Im Hinblick auf die Pflicht des Verkäufers zur Verschaffung einer mangelfreien Kaufsache (§ 433 Abs. 1 Satz 2 BGB) ist der Käufer gemäß § 273 Abs. 1 BGB (§ 320 BGB greift insoweit nicht) berechtigt, die Abnahme der mangelhaften Sache zu verweigern, solange sie ihm nicht in mangelfreiem Zustand angeboten wurde.

Dieses Zurückbehaltungsrecht muss ausgeübt werden, wenngleich nicht ausdrücklich. Es kann auch stillschweigend ausgeübt werden, etwa indem der Käufer die Behebung des Mangels verlangt und erklärt, die Kaufsache zurückzuweisen.

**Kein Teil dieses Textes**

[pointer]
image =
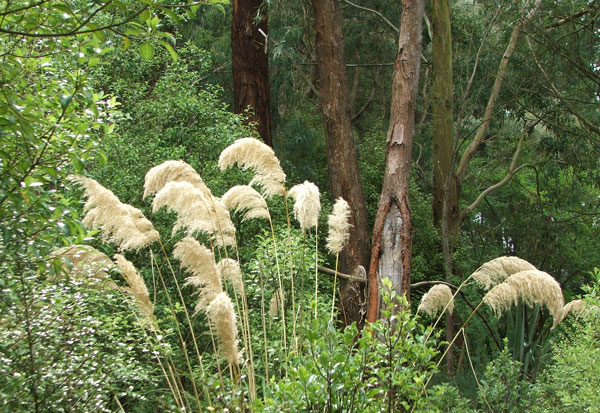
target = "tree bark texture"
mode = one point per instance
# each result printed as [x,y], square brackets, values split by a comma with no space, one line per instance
[445,197]
[251,65]
[341,149]
[444,185]
[392,234]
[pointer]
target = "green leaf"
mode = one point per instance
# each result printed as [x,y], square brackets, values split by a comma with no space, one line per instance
[147,51]
[65,101]
[170,49]
[145,15]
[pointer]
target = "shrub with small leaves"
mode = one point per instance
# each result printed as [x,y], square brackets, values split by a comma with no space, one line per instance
[67,348]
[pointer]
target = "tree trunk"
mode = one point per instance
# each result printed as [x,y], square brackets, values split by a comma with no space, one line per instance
[445,195]
[251,65]
[392,235]
[341,150]
[444,187]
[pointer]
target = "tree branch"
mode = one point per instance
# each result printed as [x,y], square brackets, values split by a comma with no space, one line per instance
[512,170]
[389,23]
[490,109]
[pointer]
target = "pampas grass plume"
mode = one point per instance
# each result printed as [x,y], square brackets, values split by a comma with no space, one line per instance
[246,198]
[199,261]
[172,171]
[120,223]
[499,269]
[339,227]
[196,211]
[533,287]
[436,299]
[137,288]
[307,205]
[250,153]
[222,315]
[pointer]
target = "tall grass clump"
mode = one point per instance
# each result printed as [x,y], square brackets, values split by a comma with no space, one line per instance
[218,322]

Der BGH hat nun erstmals entschieden, dass der Käufer bei behebbaren Mängeln grundsätzlich ein Zurückbehaltungsrecht geltend machen kann, auch wenn die Mängel geringfügig sind. Auch bei geringfügigen Mängeln muss der Käufer also die Sache nicht abnehmen, sondern darf sie bis zur Beseitigung des Mangels zurückweisen.

Denn dadurch erhält der Käufer das erforderliche und nach der gesetzlichen Konzeption vorgesehene Druckmittel, um den Verkäufer zur ordnungsgemäßen Erfüllung des Kaufvertrages anzuhalten; der Verkäufer kann somit in aller Regel nicht verlangen, dass der Käufer die mit einem Mangel behaftete Sache zunächst annimmt, um sodann Sachmängelrechte geltend zu machen.

Dies unterscheidet also das Kaufvertragsrecht vom Werkvertragsrecht. Nach der werkvertraglichen Regelung des § 640 Abs. 1 Satz 2 BGB kann der Besteller die Abnahme des Werkes wegen unwesentlicher Mängel nicht verweigern. Die Abnahme eines Werkes darf also nur wegen mehr als geringfügiger Mängel versagt werden kann. Diese Regelung ist aber werkvertragsspezifisch auf den Schutz des Auftragnehmers ausgerichtet und kann auf das Kaufrecht auch nicht entsprechend angewendet werden.

Allerdings gilt auch im Kaufvertragsrecht das Verbot unzulässiger Rechtsausübung (§ 242 BGB), das es dem Käufer verbietet, die Abnahme in einer gegen Treu und Glauben verstoßenden Weise auszuüben.

Im Hinblick auf die Verpflichtung des Verkäufers zur Verschaffung einer von Sach- und Rechtsmängeln freien Sache (§ 433 Abs. 1 Satz 2 BGB) ist der Käufer bei behebbaren Mängeln, auch wenn sie geringfügig sind, grundsätzlich berechtigt, gemäß § 320 Abs. 1 BGB die Zahlung des (vollständigen) Kaufpreises und gemäß § 273 Abs. 1 BGB die Abnahme der gekauften Sache bis zur Beseitigung des Mangels zu verweigern, soweit sich nicht aus besonderen Umständen ergibt, dass das Zurückbehaltungsrecht in einer gegen Treu und Glauben (§ 242 BGB) verstoßenden Weise ausgeübt wird.